Welcome to the Pondera FraudCast, a weekly blog where we post information on fraud trends, lessons learned from client engagements, and observations from our investigators in the field. We hope you’ll check back often to stay current with our efforts to combat fraud, waste, and abuse in large government programs.
I read with great interest the story this month about a woman who cheated her way to a second-place finish in the Fort Lauderdale half marathon. After posting a time of 1 hour and 21 minutes, the website www.marathoninvestigation.com revealed several problems with the woman’s results including: the race statistics she posted to a website were manually entered (versus those calculated by her GPS), a second set of results she posted seemed more consistent with a bike ride, and a zoomed photo of her post race wristwatch revealed that she ran only 11.65 miles of the 13.1 mile race. This evidence led to an admission and apology by the runner.
What I find interesting about this incident is how indicative it is of the ever-increasing power of data. While runners collect data to help them train and perform better, it can also be used to uncover cheating and fraud. This is no different in government subsidy programs, like Medicaid and welfare systems. Governments collect data to help them improve service delivery to their constituents, and with modern technologies, the data can also reveal fraudulent anomalies and patterns.

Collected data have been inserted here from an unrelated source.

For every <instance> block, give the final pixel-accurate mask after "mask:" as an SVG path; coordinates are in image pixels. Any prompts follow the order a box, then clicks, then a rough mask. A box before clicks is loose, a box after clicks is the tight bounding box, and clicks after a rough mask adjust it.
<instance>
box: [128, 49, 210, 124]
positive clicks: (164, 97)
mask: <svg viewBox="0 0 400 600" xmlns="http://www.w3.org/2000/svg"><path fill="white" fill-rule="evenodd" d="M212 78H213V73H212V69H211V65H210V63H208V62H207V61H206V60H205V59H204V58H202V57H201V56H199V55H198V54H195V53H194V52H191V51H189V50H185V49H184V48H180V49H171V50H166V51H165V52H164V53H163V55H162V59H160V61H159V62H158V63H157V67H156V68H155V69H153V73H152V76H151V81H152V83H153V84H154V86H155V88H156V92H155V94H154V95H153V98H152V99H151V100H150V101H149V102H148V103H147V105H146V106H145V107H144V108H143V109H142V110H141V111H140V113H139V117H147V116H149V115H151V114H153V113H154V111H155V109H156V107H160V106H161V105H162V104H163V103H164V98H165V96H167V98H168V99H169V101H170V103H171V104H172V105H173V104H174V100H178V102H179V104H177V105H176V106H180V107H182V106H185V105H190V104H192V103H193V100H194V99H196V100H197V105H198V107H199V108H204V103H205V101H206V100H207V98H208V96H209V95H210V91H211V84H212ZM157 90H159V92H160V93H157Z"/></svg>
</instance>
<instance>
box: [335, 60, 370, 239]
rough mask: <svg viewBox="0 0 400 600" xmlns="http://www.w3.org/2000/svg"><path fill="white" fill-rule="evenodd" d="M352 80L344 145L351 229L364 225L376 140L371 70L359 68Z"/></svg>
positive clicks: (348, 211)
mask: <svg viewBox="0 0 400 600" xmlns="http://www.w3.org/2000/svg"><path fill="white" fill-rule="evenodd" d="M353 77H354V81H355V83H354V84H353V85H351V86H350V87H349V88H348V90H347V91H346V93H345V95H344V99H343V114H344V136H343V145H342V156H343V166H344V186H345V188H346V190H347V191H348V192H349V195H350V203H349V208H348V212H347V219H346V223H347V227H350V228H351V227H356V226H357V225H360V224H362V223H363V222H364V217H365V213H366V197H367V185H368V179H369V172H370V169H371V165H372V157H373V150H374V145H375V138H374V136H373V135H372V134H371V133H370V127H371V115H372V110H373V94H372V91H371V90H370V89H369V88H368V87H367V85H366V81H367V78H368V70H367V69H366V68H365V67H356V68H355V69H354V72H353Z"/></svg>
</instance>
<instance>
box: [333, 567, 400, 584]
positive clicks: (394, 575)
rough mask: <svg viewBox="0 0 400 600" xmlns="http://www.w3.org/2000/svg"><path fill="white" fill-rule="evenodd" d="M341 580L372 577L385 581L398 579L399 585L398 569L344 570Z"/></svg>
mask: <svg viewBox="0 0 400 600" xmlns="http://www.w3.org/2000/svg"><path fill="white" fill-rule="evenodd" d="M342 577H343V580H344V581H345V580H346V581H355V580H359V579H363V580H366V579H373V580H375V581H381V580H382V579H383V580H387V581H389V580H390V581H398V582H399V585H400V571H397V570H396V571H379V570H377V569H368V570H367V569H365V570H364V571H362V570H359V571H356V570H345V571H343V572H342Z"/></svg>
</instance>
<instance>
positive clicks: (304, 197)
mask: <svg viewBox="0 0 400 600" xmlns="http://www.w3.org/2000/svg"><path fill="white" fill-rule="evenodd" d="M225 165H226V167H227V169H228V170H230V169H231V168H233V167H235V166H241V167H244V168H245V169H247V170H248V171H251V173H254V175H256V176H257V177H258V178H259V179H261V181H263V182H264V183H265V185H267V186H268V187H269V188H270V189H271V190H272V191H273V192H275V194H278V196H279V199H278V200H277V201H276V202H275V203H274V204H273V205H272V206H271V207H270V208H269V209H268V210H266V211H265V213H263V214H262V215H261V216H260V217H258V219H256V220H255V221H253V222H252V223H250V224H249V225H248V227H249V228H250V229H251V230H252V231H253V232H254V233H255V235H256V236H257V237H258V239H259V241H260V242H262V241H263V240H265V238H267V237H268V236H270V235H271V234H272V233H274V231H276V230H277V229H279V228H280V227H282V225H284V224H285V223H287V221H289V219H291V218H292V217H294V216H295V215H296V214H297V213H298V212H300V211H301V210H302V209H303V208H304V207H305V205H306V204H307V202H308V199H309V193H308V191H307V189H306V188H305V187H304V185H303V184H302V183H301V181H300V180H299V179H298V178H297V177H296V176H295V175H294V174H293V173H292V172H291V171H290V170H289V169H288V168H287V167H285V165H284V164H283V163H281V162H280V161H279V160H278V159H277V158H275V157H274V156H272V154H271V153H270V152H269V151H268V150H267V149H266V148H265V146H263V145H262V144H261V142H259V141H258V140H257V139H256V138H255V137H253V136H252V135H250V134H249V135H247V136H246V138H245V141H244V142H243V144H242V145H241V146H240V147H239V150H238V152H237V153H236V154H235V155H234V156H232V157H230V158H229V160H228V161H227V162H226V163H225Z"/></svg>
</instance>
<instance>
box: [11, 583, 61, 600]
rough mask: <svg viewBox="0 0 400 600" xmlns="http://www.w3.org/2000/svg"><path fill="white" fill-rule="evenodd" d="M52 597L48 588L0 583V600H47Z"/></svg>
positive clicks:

Of course, bad actors who want to defraud programs are aware of the increased use of data to catch them. Gone are the days when they can blatantly abuse government systems knowing that the size and complexity of the programs would make it nearly impossible to catch the cheats. In running, who would dare to repeat Rosie Ruiz’s 1980 Boston Marathon “victory” where she was spotted riding the subway with her runner’s bib?
Instead, bad actors often “fly under the radar” – stealing smaller amounts over longer periods of time to avoid being noticed. Second place in the Fort Lauderdale Marathon is certainly “under the radar” compared to a victory in the Boston Marathon.
So, now that our fraud detection capabilities can catch bad actors who boldly fly above the radar and those who strategically fly below the radar, one would hope that it would lead to decreases in fraud attempts. But I also know that making fraud harder to commit rarely turns fraudsters into honest and contributing members of society. It just makes them work harder. This simple fact provides us with the incentive to continually improve on our technologies and approaches. This is one war we fully intend to win.